5 tips for DJs with performance anxiety

Do you ever find DJing overwhelming? Are nerves getting the better of you in the booth? We asked a range of professionals for their thoughts and advice.

“What if I mess up the first mix?” 

“Can people see my hands trembling?”    

“Why am I breathing so hard?” 

If your mind races like this before a DJ set, it might help to remind yourself that you’re not alone. In fact, we might say the experience is common: by some estimates performance anxiety, in all its forms, occurs regularly for around one fifth of us. Anxious thoughts about your ability to perform and/or a focus on worst case scenarios are usually accompanied by symptoms such as sweating, heart palpitations and/or an increased heart rate, nausea and shaking. A strong urge to escape the situation is also common. Wasn’t DJing supposed to be fun? 

It doesn’t help that figuring out what to do about performance anxiety can be as overwhelming as the issue itself. From therapists to coaches, self-help authors to doctors, psychologists to psychiatrists, there are countless schools of thought in approaching the issue. 
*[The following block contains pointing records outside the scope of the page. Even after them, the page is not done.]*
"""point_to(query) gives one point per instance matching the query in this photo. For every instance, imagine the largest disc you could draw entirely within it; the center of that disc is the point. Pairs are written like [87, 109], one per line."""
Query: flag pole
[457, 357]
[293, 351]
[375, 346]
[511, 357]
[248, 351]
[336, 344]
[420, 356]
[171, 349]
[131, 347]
Our aim here, then, is to cut through the noise by speaking to a small group of professionals whose work sits at the intersection of DJing and mental health. Each of them approaches performance anxiety from a different perspective and recommends different things to consider or a different self-treatment to try. There’s an emphasis on the word try here because, like most mental health interventions, there are no universal solutions. What works for you, might not work for me, and vice versa. The hope here is that you’ll find something that helps, stick with it, and play more relaxed and confident DJ sets.  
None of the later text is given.